CaliberEditSmaller caliber handguns, such as those chambered in 9mm and .38, have less recoil and, with the exception of revolvers, can hold more ammunition in a magazine, allowing the person wielding them to kill more zombies before reloading. Meanwhile, the more powerful guns, such as those chambered in .45 ACP and the .357 Magnum, can take on bandits, wild animals, and other non-zombie targets more easily, and have a higher chance of disabling or killing a zombie where a smaller round might inflict minimal damage or miss entirely due to their size. These, however, often have high, if not necessarily more unpleasant, recoil.
Larger calibers, such as the .44 Magnum and the .50 AE, typically constitute overkill against a zombie or a live human at anything less that the outer limits of a conventional pistol's range (and long range shooting should be done with a rifle anyway). Pistols firing such large calibers are loud, heavy, bulky, have great recoil and a small ammunition capacity. Such high-caliber handguns should only be carried when there is a high risk of encountering large predators like grizzly or polar bears.
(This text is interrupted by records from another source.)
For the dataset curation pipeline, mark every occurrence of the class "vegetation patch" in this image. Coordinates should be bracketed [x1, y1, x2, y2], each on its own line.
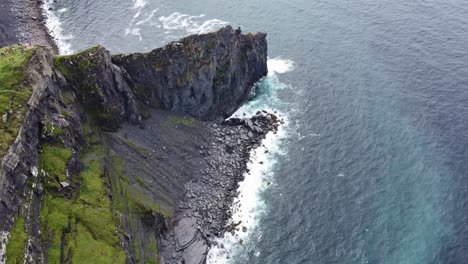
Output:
[39, 144, 73, 190]
[0, 45, 36, 158]
[6, 217, 28, 264]
[41, 146, 126, 263]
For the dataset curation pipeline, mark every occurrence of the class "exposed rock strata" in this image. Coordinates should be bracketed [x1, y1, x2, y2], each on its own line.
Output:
[0, 27, 270, 263]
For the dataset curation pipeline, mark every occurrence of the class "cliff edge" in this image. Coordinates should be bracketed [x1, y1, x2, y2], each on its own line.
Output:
[0, 26, 281, 264]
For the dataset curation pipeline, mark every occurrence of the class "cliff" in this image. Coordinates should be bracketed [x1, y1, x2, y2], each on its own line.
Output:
[0, 27, 280, 263]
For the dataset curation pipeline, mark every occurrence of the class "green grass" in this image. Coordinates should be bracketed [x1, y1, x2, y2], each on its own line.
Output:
[6, 217, 28, 264]
[41, 146, 126, 263]
[39, 144, 73, 189]
[0, 45, 36, 159]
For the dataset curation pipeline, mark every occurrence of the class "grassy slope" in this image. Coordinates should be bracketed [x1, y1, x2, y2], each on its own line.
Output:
[0, 45, 35, 158]
[41, 146, 126, 263]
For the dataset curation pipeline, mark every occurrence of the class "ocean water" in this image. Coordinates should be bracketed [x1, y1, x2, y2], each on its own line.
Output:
[46, 0, 468, 264]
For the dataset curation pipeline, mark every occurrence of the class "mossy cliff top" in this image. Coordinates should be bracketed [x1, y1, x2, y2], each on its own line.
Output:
[0, 26, 267, 263]
[0, 45, 37, 158]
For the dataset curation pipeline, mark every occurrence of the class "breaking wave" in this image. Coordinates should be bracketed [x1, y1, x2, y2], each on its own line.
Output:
[207, 58, 294, 264]
[43, 0, 73, 55]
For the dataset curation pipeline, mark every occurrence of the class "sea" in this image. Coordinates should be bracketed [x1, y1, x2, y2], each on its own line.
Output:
[45, 0, 468, 264]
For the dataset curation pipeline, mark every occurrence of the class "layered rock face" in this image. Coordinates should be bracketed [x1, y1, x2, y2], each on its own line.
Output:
[112, 26, 267, 120]
[0, 27, 268, 264]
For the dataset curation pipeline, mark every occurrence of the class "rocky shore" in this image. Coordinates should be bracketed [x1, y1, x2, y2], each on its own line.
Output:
[0, 19, 274, 264]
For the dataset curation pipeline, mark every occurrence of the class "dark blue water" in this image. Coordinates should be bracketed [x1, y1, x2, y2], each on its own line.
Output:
[46, 0, 468, 264]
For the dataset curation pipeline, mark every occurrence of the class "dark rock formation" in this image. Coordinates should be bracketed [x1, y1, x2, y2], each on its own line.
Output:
[0, 27, 270, 264]
[112, 26, 267, 120]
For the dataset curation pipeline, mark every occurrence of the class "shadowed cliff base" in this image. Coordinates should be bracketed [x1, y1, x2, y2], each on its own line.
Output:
[0, 26, 274, 263]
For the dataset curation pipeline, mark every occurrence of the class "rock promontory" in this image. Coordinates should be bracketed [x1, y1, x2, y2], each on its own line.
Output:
[0, 26, 281, 264]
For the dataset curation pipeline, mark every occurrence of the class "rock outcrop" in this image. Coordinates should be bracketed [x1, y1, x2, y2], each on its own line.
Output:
[112, 26, 267, 120]
[0, 26, 270, 264]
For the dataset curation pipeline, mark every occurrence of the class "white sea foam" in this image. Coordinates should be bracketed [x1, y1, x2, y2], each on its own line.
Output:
[159, 12, 228, 34]
[207, 58, 293, 264]
[125, 8, 228, 43]
[267, 57, 294, 76]
[43, 0, 73, 54]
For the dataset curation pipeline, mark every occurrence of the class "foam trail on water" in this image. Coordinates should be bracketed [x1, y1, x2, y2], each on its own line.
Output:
[43, 0, 73, 55]
[207, 58, 294, 264]
[158, 12, 228, 39]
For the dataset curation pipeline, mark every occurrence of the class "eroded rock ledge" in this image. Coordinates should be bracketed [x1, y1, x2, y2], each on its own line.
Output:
[0, 26, 270, 263]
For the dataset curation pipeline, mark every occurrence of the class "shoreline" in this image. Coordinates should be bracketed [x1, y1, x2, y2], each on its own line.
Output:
[0, 3, 274, 263]
[0, 0, 58, 54]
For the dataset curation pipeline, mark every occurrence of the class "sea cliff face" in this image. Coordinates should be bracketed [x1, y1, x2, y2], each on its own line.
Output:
[112, 27, 267, 120]
[0, 27, 274, 263]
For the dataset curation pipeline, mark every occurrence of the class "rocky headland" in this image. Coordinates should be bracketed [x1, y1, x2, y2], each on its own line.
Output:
[0, 19, 282, 264]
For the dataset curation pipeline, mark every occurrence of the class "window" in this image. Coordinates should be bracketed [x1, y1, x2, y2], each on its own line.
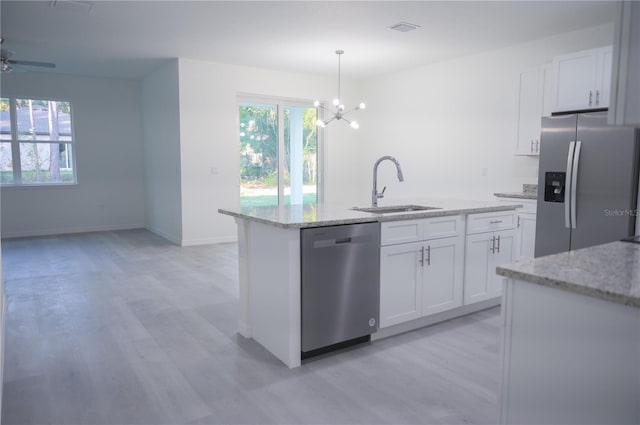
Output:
[239, 99, 318, 207]
[0, 98, 76, 186]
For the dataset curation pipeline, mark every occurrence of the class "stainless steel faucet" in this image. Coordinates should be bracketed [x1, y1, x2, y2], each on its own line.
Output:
[371, 155, 404, 207]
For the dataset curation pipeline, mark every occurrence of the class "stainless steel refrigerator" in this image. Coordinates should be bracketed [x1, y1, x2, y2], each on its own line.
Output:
[535, 112, 639, 257]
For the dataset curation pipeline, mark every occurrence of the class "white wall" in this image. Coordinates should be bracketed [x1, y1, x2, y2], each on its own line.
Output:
[1, 72, 144, 237]
[360, 25, 613, 204]
[179, 59, 369, 245]
[142, 60, 182, 244]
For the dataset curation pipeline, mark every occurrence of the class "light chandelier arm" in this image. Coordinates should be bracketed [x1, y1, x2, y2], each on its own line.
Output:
[313, 50, 366, 128]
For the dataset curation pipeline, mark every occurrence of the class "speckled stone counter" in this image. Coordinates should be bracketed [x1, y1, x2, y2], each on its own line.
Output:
[496, 242, 640, 308]
[218, 199, 521, 229]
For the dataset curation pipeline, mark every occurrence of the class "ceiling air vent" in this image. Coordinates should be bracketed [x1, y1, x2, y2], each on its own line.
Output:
[389, 22, 420, 32]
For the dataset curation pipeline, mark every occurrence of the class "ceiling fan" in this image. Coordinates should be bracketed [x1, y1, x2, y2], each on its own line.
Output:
[0, 38, 56, 73]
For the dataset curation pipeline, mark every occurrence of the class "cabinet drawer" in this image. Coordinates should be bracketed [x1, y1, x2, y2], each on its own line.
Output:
[380, 220, 424, 246]
[467, 211, 515, 234]
[380, 215, 464, 246]
[423, 215, 464, 240]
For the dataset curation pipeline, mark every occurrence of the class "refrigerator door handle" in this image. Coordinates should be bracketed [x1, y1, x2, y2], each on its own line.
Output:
[564, 140, 576, 229]
[571, 140, 582, 229]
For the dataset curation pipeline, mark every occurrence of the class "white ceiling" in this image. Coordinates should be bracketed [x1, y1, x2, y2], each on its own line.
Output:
[0, 0, 615, 79]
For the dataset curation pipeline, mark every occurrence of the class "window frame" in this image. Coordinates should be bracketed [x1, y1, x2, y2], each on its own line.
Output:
[0, 95, 78, 189]
[235, 93, 325, 206]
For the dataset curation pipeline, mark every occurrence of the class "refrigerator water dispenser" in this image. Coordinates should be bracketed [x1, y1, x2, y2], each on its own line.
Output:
[544, 171, 567, 202]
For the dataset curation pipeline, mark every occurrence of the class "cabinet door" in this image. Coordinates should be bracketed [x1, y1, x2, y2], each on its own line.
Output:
[553, 49, 599, 112]
[380, 243, 423, 328]
[594, 46, 613, 108]
[487, 230, 516, 298]
[422, 237, 464, 316]
[514, 213, 536, 260]
[464, 233, 493, 304]
[515, 67, 542, 155]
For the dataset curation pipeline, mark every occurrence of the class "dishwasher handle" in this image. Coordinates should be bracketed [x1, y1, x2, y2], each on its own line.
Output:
[313, 235, 371, 248]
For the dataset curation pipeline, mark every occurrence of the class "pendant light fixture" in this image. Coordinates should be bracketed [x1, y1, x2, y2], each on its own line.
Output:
[313, 50, 367, 129]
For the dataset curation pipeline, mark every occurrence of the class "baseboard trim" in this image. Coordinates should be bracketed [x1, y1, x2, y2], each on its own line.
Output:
[180, 235, 238, 246]
[1, 223, 145, 239]
[371, 297, 502, 341]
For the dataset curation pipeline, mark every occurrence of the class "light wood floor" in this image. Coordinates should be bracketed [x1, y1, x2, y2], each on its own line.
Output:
[2, 230, 500, 424]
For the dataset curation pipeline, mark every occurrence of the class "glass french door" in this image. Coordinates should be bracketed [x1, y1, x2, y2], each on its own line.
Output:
[238, 98, 319, 207]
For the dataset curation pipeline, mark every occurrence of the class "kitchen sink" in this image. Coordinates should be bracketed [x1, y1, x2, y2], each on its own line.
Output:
[351, 205, 440, 214]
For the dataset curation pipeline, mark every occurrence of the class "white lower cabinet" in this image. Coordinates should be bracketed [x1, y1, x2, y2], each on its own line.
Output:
[380, 242, 422, 328]
[422, 237, 464, 316]
[380, 216, 464, 328]
[499, 197, 538, 260]
[464, 212, 516, 304]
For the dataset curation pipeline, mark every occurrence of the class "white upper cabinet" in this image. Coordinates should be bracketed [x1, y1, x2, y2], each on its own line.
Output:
[515, 65, 552, 155]
[552, 46, 613, 112]
[609, 1, 640, 127]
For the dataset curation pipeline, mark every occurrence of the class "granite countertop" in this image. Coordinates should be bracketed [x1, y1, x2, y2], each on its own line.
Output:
[218, 199, 522, 229]
[496, 242, 640, 308]
[494, 192, 538, 200]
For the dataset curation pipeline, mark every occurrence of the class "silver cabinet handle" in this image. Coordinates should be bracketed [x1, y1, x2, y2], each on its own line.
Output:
[564, 140, 576, 229]
[571, 140, 582, 229]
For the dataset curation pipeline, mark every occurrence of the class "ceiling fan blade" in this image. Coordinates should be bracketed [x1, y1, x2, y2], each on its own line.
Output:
[7, 59, 56, 68]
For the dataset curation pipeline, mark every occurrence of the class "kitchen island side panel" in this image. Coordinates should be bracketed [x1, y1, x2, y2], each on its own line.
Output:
[246, 222, 301, 368]
[500, 279, 640, 425]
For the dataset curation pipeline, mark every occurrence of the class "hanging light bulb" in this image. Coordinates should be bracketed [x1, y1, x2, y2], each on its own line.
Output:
[313, 50, 367, 129]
Handguns chambered in the .22 Long Rifle cartridge (or rim-fire) are of a controversial note. Though underpowered by conventional standards, and usually not advised for modern combat, the round is easy to transport (fifty rounds can fit in the palm of your hand). It is plentiful and has little recoil, noise, and muzzle flash, and is effective at the close-quarters ranges where the handgun comes into its own. On a fortunate shot, the .22 has been known to enter the skull, and ricochet several times to cause massive brain damage and death. The flip side of this is that it is less effective at medium-longer ranges (in this case, over 10 yards), and it is more prone to ricocheting off the skull outright, or simply being embedded in it without causing damage.